I am thinking of starting my own SMSF account. My question is whats the best Bank were I can hold my funds while keeping the fees to a minimum  I am  aware there are auditing fees that has to done yearly. 

I read Comsec's SMSF Manager with a $1430 annual admin fee, does any one use them or others with better value with less fees?
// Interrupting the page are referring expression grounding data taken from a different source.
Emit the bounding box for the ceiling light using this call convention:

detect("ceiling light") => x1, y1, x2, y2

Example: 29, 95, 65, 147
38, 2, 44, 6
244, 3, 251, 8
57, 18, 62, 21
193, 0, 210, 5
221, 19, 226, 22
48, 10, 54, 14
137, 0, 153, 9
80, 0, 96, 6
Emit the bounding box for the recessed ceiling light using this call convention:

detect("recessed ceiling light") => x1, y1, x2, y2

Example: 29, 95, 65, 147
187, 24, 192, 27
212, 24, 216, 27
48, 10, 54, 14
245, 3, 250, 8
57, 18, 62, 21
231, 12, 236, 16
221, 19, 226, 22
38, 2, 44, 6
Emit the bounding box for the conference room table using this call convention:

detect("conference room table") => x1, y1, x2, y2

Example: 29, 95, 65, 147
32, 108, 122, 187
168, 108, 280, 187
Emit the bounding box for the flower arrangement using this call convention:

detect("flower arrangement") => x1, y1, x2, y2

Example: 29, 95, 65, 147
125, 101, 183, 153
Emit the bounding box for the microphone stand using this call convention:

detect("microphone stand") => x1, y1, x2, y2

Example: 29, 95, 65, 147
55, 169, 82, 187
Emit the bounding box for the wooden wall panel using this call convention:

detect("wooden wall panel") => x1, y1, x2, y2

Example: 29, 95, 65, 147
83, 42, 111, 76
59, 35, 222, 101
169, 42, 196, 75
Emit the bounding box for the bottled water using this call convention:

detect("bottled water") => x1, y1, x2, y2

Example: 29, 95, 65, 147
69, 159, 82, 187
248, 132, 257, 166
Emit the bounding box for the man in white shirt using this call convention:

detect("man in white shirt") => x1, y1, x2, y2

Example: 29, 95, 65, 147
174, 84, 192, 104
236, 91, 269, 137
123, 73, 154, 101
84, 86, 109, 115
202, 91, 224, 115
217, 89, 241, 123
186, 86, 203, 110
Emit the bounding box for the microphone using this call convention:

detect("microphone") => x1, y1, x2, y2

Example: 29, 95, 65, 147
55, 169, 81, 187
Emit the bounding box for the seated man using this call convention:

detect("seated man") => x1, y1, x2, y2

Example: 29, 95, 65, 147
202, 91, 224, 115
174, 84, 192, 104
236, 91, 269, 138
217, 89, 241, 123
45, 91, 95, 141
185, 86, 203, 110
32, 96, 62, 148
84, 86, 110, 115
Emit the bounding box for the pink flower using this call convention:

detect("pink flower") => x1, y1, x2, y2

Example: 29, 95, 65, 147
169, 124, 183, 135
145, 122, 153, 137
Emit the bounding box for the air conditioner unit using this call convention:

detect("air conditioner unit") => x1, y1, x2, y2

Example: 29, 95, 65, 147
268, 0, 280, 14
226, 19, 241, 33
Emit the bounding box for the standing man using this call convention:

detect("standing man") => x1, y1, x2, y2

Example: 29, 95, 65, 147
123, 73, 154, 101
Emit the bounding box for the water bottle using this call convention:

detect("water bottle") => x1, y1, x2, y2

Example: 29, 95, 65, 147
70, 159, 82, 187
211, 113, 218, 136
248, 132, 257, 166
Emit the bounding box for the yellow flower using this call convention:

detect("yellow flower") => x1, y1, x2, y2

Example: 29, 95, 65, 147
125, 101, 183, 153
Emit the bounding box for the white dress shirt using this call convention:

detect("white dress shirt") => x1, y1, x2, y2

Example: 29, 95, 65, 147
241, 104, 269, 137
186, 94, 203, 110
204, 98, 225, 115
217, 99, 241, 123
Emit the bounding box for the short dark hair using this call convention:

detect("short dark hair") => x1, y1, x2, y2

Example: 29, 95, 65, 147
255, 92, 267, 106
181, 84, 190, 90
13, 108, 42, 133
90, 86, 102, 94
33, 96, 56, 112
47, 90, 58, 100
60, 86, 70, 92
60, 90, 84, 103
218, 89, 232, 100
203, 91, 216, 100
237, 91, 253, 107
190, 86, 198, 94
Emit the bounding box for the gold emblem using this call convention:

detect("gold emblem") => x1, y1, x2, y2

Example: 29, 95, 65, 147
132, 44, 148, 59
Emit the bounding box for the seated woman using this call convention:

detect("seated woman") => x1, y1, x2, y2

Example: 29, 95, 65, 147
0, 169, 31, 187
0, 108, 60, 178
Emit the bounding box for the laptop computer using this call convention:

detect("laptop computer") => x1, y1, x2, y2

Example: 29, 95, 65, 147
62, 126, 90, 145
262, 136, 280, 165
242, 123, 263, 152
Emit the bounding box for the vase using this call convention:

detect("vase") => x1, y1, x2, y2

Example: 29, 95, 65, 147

Is there a thread about SMSF here I would love to read more about this subject.


----------



## beachbum (19 December 2007)

Hi, I have had a SMSF for about 10 years. I manage it myself using Maus Stockmarket software to keep track of my portfolio and prepare reports for my accountant. At years end I print out all reports stating capital gains/losses, dividends, transactions and assets held at 30/06. I send these to him along with bank statements for auditing purposes. Bank is contacted by accountant doing audit to verify bank statments are correct. All up with Superfund fees and accountant it would cost about $800 a year. I have a few days work a year to do myself but I like to keep track of things myself so I don't mind.

Cheers


----------



## awg (19 December 2007)

Yes, there is a couple of threads about SMSF on this forum, use the Search facility to find them.

I use Esuperfund, they are very inexpensive, check out there website.

You have to use Commsec for the shares though, because they do an electronic audit with linked software, that is why there fees are low


----------



## austek (19 December 2007)

I have been running my own superfund since january 2003. I use a Macquarie  cash mngmnt account to hold enough money to pay me an Alloc pension and I have the utmost respect for them.  Free cheques, for all my trading expenses, Computers, parts, repairs, bigpond cable, and the few queries I have are answered by whoever picks up the phone their end.
Very professional.

Early on they suggested to me that the money could be placed in a special account for Superfunds and not just an ordinary CMT.  But I'm a happy chappy with this mob as it is.

Rest of the money stays with Comsec for trading/ Investment purposes.

Transfers over to maquarie are easy with Comsec and If I give myself a pay rise it's just a matter of a FAX to macquarie with a signature.


----------



## xyzedarteerf (19 December 2007)

thanks for the replies. I try and search for the threads.


----------



## xyzedarteerf (19 December 2007)

beachbum said:


> Hi, I have had a SMSF for about 10 years. I manage it myself using Maus Stockmarket software to keep track of my portfolio and prepare reports for my accountant. At years end I print out all reports stating capital gains/losses, dividends, transactions and assets held at 30/06. I send these to him along with bank statements for auditing purposes. Bank is contacted by accountant doing audit to verify bank statments are correct. All up with Superfund fees and accountant it would cost about $800 a year. I have a few days work a year to do myself but I like to keep track of things myself so I don't mind.
> 
> Cheers




Hi beachbum, do you have life cover on your SMSF?


----------



## beachbum (19 December 2007)

No I don't. I'm now not self employed so my employers fund has cover for me. I'm lucky enough not to need life cover anyway. If I drop off my wife will have more than enough to live a good life so life cover is not a concern to me or her.


----------